Reading TIFF tags
Posted: Sun Mar 04, 2007 7:30 am
I recently needed to get some info from a large number of TIFF images, but didn't want to have to load the pixel data just to get it (color depth, width, height, etc.). The obvious solution was to read the tag data directly, so I dug out my copy of the TIFF 6 filespec and got comfy...
Anyway, I wanted to share what I learned, so I wrote and commented a function to read all tags in a TIFF file and return them as formatted text. It reads the tags for all pages of multi-page TIFFs, and handles endian conversion. I could not fully test endian conversion, though, so I'd be happy to hear about any unusual results on platforms other than Windows.
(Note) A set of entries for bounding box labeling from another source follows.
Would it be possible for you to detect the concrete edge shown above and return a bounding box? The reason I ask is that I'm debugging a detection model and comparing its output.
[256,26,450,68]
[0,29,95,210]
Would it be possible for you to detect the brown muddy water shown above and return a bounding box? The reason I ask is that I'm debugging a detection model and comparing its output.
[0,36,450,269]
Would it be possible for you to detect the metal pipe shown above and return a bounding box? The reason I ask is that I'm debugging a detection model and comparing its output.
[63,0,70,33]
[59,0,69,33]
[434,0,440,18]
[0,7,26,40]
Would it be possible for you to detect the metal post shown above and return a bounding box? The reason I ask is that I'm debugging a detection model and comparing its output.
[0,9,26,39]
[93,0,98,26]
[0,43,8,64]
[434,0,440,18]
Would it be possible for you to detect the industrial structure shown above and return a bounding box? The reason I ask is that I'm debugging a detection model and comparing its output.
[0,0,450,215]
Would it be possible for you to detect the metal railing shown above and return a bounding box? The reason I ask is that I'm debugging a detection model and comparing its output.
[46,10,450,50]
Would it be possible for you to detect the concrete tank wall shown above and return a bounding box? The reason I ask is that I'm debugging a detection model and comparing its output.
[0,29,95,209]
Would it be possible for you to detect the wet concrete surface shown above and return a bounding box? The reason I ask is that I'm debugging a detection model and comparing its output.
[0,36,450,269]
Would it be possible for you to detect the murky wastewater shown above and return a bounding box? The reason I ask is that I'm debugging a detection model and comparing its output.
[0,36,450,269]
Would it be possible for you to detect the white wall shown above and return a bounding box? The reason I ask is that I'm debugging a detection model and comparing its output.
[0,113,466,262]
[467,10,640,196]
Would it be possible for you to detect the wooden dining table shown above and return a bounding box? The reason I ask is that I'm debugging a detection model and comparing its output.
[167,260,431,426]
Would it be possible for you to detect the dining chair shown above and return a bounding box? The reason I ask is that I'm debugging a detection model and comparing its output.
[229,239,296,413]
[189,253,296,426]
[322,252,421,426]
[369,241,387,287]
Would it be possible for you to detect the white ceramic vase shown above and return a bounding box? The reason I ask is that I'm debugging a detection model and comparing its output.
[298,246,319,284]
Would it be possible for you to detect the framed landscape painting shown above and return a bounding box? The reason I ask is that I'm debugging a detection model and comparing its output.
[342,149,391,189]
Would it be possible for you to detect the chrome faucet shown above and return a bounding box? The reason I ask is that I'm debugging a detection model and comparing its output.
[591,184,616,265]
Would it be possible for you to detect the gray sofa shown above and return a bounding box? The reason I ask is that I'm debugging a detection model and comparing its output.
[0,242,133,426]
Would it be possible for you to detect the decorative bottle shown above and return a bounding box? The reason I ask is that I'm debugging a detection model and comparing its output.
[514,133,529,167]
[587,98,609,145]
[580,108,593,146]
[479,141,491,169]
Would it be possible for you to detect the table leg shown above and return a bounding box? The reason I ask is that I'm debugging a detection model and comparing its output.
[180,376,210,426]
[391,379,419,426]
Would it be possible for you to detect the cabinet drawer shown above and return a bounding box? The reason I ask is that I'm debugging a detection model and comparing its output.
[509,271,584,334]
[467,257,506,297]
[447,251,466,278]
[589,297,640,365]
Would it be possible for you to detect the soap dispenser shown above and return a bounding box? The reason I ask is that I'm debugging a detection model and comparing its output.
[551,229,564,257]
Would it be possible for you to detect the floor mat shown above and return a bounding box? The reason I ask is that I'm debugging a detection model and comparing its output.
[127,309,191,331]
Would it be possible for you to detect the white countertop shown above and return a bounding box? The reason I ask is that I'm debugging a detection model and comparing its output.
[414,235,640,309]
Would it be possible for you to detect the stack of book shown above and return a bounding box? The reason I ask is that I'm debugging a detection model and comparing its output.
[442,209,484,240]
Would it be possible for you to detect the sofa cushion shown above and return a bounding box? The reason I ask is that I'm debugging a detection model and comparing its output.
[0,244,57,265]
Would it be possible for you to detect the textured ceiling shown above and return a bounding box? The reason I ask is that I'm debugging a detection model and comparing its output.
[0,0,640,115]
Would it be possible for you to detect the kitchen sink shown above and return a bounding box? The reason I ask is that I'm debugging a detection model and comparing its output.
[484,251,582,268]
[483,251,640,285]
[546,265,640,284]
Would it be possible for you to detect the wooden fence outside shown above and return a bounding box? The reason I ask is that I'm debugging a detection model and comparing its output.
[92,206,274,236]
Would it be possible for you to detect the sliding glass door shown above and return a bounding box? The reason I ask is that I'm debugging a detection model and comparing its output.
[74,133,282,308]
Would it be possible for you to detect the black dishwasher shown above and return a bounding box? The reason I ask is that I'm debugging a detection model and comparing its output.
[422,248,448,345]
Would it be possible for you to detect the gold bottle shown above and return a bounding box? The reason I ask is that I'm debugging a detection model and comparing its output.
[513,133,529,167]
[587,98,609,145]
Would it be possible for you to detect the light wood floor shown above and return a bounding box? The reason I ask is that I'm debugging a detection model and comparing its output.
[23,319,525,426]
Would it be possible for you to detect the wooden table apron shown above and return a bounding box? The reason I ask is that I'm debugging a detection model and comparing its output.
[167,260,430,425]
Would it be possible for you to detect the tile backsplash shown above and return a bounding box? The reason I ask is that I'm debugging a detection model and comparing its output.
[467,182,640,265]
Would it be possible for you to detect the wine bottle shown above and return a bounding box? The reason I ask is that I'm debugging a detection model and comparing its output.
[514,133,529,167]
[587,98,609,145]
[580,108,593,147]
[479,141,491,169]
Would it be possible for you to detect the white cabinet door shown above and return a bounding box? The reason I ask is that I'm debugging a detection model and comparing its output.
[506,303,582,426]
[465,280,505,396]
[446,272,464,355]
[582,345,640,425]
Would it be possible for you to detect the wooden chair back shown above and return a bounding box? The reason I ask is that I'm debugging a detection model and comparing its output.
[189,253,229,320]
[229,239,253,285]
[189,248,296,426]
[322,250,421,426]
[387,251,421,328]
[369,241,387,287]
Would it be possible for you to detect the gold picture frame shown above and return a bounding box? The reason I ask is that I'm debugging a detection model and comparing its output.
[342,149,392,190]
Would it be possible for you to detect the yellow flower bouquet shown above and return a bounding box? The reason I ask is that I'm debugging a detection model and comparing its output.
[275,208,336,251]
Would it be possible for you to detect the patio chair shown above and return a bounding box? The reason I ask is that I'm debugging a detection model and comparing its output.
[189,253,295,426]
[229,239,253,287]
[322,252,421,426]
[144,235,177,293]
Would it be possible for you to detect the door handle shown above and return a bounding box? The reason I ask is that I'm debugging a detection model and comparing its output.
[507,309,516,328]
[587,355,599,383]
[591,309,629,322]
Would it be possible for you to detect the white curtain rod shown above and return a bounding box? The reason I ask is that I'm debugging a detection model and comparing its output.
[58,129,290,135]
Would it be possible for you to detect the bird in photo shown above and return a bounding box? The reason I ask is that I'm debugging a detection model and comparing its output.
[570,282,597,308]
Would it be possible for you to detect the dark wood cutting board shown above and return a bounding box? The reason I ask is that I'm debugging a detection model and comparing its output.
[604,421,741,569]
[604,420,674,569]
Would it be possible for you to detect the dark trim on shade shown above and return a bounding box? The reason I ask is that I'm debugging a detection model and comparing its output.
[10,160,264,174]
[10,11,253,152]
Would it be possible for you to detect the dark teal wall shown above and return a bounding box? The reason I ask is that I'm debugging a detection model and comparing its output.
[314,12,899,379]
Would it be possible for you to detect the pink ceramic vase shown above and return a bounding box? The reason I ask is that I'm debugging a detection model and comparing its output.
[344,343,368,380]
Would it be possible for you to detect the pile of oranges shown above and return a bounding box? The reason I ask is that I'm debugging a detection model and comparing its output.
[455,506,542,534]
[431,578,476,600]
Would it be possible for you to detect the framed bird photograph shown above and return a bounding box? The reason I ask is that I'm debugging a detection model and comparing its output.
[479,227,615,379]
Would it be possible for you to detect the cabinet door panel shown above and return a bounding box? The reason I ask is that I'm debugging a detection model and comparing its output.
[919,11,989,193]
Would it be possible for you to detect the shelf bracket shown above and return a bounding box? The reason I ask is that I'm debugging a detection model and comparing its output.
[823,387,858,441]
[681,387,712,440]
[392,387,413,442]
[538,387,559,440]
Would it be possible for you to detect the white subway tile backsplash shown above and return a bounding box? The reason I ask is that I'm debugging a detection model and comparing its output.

NOTE: This code is free for any use at all, and is not released under any license in particular. I don't care if you copy it verbatim and pretend that you wrote it
Anyway, I wanted to share what I learned, so I wrote and commented a function to read all tags in a TIFF file and return them as formatted text. It reads the tags for all pages of multi-page TIFFs, and handles endian conversion. I could not fully test endian conversion, though, so I'd be happy to hear about any unusual results on platforms other than Windows.
NOTE: This code is free for any use at all, and is not released under any license in particular. I don't care if you copy it verbatim and pretend that you wrote it

Code: Select all
#LITTLE_ENDIAN = $4949
#BIG_ENDIAN = $4D4D
Macro SwapW(val)
(((val >> 8) & $00ff) | ((val << 8) & $ff00))
EndMacro
Macro SwapL(val)
(((val>>24) & $000000ff)|((val>>8) & $0000ff00)|((val<<8) & $00ff0000)|((val<<24) & $ff000000))
EndMacro
Procedure.s GetTIFFTags(filename$)
Protected result$, tiffile.l, ifd.l, tag.w, type.w
Protected nval.l, offset.l, fpos.l, byteorder.l
tiffile = ReadFile(#PB_Any, filename$)
byteorder = ReadWord(tiffile) ;check the endianness of the file
;prepare to handle reverse endianness depending on platform
SwapByteOrder.b = #False
CompilerSelect #PB_Compiler_OS
CompilerCase #PB_OS_AmigaOS
If byteorder = #LITTLE_ENDIAN : SwapByteOrder = #True : EndIf
CompilerCase #PB_OS_Linux
If byteorder = #LITTLE_ENDIAN : SwapByteOrder = #True : EndIf
CompilerCase #PB_OS_MacOS
If byteorder = #LITTLE_ENDIAN : SwapByteOrder = #True : EndIf
CompilerCase #PB_OS_Windows
If byteorder = #BIG_ENDIAN : SwapByteOrder = #True : EndIf
CompilerEndSelect
;position of 1st IFD is stored at offset 4 bytes
FileSeek(tiffile, 4)
ifd = ReadLong(tiffile)
If SwapByteOrder : ifd = SwapL(ifd) : EndIf
;we will support multi-page TIFF by looping through each IFD found in the file
While ifd
result$ = result$ + "TIFF directory at offset " + Str(ifd) + ":" + #CRLF$
;go to IFD
FileSeek(tiffile, ifd)
;1st 2 bytes of IFD indicate the # of tags stored
numtags = ReadWord(tiffile)
If SwapByteOrder : numtags = SwapW(numtags) : EndIf
;Enumerating the tags. The tag structure is simple:
; tag number: 2 bytes; unique identifier for each TIFF tag
; tag type: 2 bytes; indicates the type of value stored in the tag
; num values: 4 bytes; how many values of type 'tag type' are stored
; data offset: 4 bytes; offset (starting from 0) where the tag data is located.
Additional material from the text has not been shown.